By T Shobhana, VP Global Head Marketing and Communications, Prime Focus Technologies –
Advances in artificial intelligence (AI) are seeping into our lives every day, affecting the way we live and impacting the choices we make. Right from driverless cars to voice-powered smart assistants, to curated social media feeds, there are many examples and applications of AI in daily use across the world today.
AI can now be used in conjunction with machine learning (ML) to speed up data analysis with reasonably high accuracy, thereby providing faster and better information to decision makers and opening up new possibilities for revenue generation.

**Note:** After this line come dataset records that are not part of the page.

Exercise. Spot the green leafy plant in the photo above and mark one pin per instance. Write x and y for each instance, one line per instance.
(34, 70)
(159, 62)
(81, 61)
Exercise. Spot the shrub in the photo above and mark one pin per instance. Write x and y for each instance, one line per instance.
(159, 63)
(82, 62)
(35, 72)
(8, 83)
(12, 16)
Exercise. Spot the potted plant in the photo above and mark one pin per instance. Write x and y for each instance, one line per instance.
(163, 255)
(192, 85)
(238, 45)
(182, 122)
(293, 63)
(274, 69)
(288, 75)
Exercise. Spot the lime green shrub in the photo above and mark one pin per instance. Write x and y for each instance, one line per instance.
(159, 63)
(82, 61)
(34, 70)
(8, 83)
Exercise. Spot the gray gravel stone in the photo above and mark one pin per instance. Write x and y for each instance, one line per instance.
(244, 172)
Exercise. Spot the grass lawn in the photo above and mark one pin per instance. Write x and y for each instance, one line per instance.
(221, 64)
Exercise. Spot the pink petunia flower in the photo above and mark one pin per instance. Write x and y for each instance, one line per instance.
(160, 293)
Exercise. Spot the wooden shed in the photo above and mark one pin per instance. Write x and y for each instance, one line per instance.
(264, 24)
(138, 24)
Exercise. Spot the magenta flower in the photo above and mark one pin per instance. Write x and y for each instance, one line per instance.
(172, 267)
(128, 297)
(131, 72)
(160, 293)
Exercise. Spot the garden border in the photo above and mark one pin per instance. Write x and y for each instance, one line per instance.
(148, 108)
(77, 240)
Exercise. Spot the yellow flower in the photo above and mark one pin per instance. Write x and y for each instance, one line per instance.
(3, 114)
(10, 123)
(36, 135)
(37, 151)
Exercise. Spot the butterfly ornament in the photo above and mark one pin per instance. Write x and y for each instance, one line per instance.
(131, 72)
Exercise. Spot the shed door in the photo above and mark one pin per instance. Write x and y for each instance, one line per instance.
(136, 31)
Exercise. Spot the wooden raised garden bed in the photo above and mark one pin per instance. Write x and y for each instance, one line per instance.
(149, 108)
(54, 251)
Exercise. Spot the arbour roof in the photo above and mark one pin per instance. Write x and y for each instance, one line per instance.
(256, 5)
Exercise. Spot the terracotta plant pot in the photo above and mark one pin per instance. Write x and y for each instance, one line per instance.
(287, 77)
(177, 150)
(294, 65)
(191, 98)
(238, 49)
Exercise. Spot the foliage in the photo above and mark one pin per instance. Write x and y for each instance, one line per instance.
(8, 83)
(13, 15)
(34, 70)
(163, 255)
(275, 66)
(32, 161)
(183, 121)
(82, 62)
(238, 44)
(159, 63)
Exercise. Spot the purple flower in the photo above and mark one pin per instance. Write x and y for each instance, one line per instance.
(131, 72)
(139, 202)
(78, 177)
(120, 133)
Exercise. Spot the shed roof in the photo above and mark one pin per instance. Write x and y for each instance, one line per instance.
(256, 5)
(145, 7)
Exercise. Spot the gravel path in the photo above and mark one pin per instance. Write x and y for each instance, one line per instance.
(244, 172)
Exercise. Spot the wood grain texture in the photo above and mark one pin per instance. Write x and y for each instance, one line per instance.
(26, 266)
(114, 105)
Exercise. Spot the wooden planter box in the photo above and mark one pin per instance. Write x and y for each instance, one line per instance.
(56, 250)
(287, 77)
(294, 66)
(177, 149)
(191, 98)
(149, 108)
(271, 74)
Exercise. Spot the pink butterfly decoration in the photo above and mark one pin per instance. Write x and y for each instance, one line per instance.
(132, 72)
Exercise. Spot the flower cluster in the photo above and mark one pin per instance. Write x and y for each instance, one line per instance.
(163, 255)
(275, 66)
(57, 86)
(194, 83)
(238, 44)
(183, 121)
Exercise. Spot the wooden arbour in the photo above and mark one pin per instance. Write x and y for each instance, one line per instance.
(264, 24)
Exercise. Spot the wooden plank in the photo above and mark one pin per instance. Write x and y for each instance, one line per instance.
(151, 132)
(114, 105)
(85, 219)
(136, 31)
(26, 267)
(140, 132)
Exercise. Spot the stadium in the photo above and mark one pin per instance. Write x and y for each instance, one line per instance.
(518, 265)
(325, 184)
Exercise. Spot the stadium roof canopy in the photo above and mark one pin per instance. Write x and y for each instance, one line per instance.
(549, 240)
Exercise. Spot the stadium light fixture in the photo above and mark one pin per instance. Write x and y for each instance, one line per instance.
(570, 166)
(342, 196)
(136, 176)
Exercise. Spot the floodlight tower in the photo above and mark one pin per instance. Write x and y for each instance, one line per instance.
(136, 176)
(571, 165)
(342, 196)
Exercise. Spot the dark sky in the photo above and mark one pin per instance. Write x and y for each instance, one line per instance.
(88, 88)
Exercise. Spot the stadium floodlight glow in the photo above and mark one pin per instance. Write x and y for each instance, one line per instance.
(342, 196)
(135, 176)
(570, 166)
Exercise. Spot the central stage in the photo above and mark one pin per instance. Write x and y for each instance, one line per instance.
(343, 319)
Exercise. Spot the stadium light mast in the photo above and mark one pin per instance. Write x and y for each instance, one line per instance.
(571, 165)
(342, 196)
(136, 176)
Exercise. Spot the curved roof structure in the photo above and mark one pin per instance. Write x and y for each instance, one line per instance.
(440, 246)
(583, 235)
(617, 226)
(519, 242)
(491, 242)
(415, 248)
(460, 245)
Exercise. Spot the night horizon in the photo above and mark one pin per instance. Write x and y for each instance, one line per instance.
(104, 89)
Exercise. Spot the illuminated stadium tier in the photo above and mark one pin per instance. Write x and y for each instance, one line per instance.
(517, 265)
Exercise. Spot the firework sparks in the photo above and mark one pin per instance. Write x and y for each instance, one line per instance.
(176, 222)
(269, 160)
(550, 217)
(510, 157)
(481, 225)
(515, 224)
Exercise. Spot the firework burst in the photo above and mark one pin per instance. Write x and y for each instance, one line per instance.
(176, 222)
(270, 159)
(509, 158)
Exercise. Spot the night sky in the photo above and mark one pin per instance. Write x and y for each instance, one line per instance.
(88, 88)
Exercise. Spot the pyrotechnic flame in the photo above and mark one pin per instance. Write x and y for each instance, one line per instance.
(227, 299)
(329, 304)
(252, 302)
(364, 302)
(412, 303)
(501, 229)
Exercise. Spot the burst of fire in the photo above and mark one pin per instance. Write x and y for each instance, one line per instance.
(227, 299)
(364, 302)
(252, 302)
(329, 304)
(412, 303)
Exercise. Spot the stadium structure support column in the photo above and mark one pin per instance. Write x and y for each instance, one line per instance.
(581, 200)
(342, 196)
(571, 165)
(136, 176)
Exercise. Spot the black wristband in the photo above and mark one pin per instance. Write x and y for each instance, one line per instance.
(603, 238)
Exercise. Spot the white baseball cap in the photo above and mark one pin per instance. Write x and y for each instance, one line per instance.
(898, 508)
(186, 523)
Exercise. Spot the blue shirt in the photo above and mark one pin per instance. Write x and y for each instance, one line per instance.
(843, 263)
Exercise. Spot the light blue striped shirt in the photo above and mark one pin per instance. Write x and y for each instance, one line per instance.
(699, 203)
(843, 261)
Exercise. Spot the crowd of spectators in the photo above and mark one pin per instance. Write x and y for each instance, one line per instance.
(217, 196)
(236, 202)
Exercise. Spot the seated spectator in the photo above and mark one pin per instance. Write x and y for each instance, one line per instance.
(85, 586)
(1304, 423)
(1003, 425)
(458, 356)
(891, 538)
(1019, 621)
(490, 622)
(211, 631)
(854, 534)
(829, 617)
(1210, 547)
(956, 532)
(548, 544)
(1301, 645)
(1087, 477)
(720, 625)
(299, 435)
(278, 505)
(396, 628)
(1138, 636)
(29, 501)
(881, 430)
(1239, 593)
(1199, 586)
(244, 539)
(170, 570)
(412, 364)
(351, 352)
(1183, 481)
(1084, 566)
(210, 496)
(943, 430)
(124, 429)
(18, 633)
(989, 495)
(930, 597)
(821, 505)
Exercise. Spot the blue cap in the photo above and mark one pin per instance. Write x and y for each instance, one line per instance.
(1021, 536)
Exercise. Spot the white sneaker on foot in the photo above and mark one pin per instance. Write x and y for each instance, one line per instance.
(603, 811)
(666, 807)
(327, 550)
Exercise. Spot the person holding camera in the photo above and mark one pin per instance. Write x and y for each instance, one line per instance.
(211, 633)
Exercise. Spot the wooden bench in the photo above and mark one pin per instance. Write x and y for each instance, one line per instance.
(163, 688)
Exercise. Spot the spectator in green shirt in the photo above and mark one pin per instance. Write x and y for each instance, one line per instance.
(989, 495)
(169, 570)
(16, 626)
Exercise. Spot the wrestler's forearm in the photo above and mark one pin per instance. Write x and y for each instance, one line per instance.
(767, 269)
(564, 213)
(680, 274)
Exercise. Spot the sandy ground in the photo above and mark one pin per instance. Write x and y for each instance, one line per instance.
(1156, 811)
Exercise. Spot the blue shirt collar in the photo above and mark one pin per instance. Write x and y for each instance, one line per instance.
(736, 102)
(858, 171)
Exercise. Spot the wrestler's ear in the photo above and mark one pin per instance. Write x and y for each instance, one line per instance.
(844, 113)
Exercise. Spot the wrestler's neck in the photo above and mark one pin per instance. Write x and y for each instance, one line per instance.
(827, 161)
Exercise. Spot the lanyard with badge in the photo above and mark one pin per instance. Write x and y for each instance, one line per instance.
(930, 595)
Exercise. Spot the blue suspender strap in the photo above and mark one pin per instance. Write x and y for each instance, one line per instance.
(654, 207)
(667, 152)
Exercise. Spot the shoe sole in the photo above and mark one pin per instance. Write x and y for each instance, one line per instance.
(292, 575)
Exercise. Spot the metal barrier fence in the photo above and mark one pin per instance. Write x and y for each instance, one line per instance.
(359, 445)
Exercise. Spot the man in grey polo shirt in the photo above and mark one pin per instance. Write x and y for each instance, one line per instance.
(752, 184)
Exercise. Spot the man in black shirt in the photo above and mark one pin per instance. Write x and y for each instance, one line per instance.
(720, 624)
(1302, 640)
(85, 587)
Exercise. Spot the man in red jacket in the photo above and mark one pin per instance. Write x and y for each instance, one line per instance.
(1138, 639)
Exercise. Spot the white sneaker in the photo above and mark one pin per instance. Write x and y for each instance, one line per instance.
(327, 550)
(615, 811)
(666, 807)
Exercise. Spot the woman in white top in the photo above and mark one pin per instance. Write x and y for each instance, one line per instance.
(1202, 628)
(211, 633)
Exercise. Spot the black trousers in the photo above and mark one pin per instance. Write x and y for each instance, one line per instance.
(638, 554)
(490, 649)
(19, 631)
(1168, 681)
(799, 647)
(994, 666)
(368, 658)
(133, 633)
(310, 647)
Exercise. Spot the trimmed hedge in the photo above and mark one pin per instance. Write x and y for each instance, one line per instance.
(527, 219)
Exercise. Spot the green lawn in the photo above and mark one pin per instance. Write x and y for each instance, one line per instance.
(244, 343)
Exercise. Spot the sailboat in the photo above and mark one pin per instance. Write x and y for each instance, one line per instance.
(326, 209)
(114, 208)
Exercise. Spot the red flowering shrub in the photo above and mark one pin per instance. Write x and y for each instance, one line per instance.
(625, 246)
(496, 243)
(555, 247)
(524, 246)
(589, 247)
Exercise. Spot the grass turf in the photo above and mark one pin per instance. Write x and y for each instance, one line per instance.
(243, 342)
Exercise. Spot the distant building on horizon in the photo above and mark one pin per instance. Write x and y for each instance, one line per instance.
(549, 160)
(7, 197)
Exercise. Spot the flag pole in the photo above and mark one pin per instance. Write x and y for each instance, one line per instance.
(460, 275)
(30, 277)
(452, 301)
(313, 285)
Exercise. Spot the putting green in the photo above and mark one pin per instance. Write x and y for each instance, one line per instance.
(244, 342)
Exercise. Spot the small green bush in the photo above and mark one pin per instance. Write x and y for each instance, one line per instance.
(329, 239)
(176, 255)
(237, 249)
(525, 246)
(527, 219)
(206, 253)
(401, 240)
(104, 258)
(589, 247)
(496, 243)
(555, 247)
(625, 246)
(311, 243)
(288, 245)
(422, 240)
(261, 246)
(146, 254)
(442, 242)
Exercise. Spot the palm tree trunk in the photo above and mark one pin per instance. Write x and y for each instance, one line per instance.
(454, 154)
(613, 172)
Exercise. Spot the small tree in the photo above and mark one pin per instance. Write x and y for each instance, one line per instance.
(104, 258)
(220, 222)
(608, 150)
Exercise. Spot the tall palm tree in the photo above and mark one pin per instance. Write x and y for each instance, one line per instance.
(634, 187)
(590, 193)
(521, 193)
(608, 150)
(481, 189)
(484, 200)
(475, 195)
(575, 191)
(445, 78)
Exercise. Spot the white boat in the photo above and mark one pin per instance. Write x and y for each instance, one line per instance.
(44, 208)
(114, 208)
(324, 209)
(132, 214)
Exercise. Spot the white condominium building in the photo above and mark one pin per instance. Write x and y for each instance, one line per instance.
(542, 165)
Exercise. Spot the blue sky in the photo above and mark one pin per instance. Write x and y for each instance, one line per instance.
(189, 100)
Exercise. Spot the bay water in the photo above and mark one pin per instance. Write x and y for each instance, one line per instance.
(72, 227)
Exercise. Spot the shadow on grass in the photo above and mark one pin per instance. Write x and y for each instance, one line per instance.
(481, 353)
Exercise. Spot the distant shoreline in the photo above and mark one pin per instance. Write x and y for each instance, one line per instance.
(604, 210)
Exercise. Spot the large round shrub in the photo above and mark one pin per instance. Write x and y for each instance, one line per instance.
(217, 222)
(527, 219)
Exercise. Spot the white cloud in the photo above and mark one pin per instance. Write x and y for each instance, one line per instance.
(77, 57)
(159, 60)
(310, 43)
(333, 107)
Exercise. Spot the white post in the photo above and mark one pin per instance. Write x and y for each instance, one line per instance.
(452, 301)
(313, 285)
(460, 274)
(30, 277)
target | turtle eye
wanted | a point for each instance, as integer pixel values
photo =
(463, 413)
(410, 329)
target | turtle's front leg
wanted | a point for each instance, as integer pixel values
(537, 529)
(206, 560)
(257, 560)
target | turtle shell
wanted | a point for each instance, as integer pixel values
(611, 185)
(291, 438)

For the M&E industry, AI is starting to make deep inroads in the sphere of media asset management by automating tasks that are otherwise time consuming or repetitive in nature.
Already, there are a number of readymade AI tools available off-the-shelf that are designed to recognize different aspects of video content – like objects, spoken dialog, on-screen text, celebrity faces and emotions. These tools support automated metadata tagging, caption generation and similar functions.
The problem with (artificial) intelligence
Many companies have eagerly invested in general-purpose AI tools, hoping to reduce costs and save time. And while they have witnessed certain business benefits, they have also experienced several challenges while working with these tools. The underlying reason is that most AI tools are trained to solve generic use cases across multiple industries, which limits their effectiveness. Also, while standalone AI engines can recognize specific elements within individual video frames, they lack the ability to combine these findings in a contextual manner to identify complex sequences (like a particular character in a car chase).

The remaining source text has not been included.